How Does Web Crawling Protect the Integrity of a Test?


How Does Web Crawling Protect the Integrity of a Test?

Nicole Tucker


Do you use Google to ask some rather random questions? You’re not alone. Googling “the most often ‘why’ questions asked on Google” reveals “why is there a leap year?” and “why is the sky blue?” as strong contenders. Much like the average person, I conduct multiple internet searches every day. And it’s such a routine act that most of us don’t stop to consider how it works.

It all comes down to web crawlers – sometimes referred to as spiders or bots – which are computer programs that systematically browse the internet searching for specific content. And importantly for anyone involved in the delivery of high-stakes tests and exams, web crawlers aren’t just useful for search engines, they also play an important role when it comes to increasing online test security.

Protect test content

So how do web crawlers work? For the purposes of test security, web crawling is the process of identifying potentially compromised test content posted to the web. The content can then be matched to actual test content for confirmation, and if it is found to be exposed, steps can be taken to get the content removed.

The use of web crawlers to search for proprietary test content is a highly proactive approach to test security. With the accelerating move to online and remote testing, this has become an important precautionary step for test content protection that complements other elements of a test security program.

How it works

PSI’s web crawling service starts by identifying key search terms within your active item bank. A watch-list of websites is compiled that includes known actors who have posted or attempted to sell leaked test content for other high-stakes exams as well as sites that advertise “real” test questions. This list of suspicious sites is continually updated as new sites are identified by means such as social media listening and active searches. A web crawler is programmed to browse these sites to search for the specific terms and any references to proprietary test content, including content hidden in PDF documents.
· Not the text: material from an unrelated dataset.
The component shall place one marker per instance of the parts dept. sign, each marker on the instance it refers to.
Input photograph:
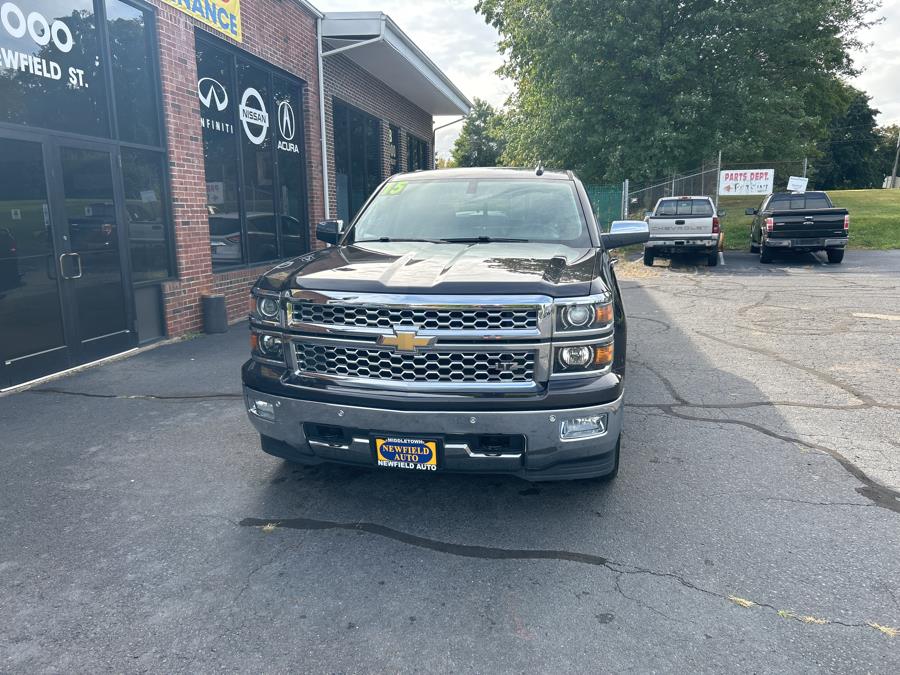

In addition to finding test content on websites, the web crawler will also discover proprietary content on discussion boards and social media. This includes stolen items offered for sale or past test takers who discuss test content. Suspected compromised content is purchased if necessary and then matched to actual test content.

Read more: Data Forensics for Test Integrity

Next steps

If suspicious content is found and confirmed as a match for actual test content, the next steps are similar to any suspected breach in test security. The testing organization is notified immediately, and a detailed review and investigation then takes place.

At PSI, we work closely with our clients to gather as much information as possible during the investigation. For example, a client may already have suspicions relevant to the investigation about a particular educator or specific test. Depending on this intelligence and our own findings from data forensics and web crawling, further investigations can be conducted at a test taker, test, or test center level.

If investigations prove that test content has been compromised, we work with a testing organization to develop a response plan. This might involve:

  • Steps to get content removed from the internet, including legal intervention if necessary
  • Deactivation of a test form or removal of specific items from the bank that have been compromised
  • Action against test takers, educators, or other individuals involved in leaking test content

Whole life cycle

An effective test security program will involve steps to protect proprietary content across the whole test life cycle. This begins with secure content storage and transfer during test development and continues through online proctoring and the use of alternate or unique forms during test delivery. And finally, detection measures should be put in place if any misconduct were to take place. This is where data forensics and operational tools such as web crawling are invaluable.